The figure below shows a flow through a rectangular channel. The blue line is the 3D Stokes solution and the red line the 2D Brinkman solution. The aspect ratio, width over height w/h, increases step wise from w/h=1 to 2, 3, 5, 8 and 12. On observes that for high aspect ratios the agreement improves and that even for w/h=1 the discrepancy is not tremendous.
After this very brief illustration of the model we check the convergence of the numerical algorithm that uses piece-wise linear elements on the droplet interface. The graph below shows that the error decreases as the number of elements is increased. As one would expect the error decreases with inverse of the square of the number of elements. The solution that is calculated is that of a droplet under a gradient of the surface tension shown in the inset.
An important property to check is that a stable solution remains stable and unstable solution remain unstable in the numerical procedure. The analysis of flow stability is major research subject in our lab. We decided to simulate the Saffman-Taylor Instability and compare the growth of small sinusoidal perturbation to its theoretical prediction .
The Saffman-Taylor Instability, as illustrated in the background, forms fingers at a liquid-liquid interface, when a less viscous fluid is injected in a narrow gap between two glass plates and displaces a more viscous fluid. The graph shows the theoretical prediction for finger growth, conservation and decay. The simulation follows these predictions but differs after some time because the simulated problem evolves and is not represented by the initial theory anymore. The result shows that stable, neutral and unstable states are correctly captured.
A collection of animations illustrates the functionality of the Ulambator solver that incorporates robustness and versatility. Results that have been produced using Ulambator are shown in the Microfluidics section.
Droplet shedding at a T-junction1 Droplet with anchors2
Droplet shedding by flow focussing3 Droplet in mixing geometry4
Droplet coalescence5 Droplet on droplet splitting6
This collection of animations was inspired by the website of Jean-Christophe Barets group.

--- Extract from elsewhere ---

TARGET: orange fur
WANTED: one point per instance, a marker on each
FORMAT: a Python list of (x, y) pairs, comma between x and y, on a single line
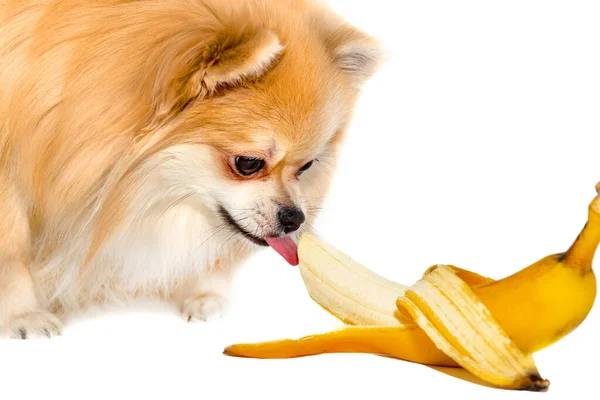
[(95, 92)]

1) Garstecki et al., “Formation of droplets and bubbles in a microfluidic T-junction: Scaling and mechanism of breakup,” Lab Chip 6, 437 (2006)
2) Dangla et al., “Rails and anchors: guiding and trapping droplet microreactors in two dimensions”, Lab Chip, 2011, 11
3) Garstecki et al., “Formation of monodisperse bubbles in a microfluidic flow-focusing device”, Applied Physics Letters, Vol. 85, No. 13
4) Bringer et al., “Microfluidic systems for chemical kinetics that rely on chaotic mixing in droplet”, Phil. Trans. R. Soc. Lond. A 362
5) Bremond et al., “Decompressing Emulsion Droplets Favors Coalescence”, PRL 100, 024501 (2008)
6) Jullien et al., “Droplet breakup in microfluidic T-junctions at small capillary numbers”, Phys. Fluids 21, 072001 (2009)
 Boundary elements method for microfluidic two-phase flows in shallow channels, M. Nagel and F. Gallaire, Computers and Fluids, 107, pp 272-284 (2015), http://dx.doi.org/10.1016/j.compfluid.2014.10.016
 Marangoni induced force on a drop in a Hele-Shaw cell, F. Gallaire, P. Meliga, P. Laure and C. Baroud, Physics of Fluids, 26, pp 062105 (2014)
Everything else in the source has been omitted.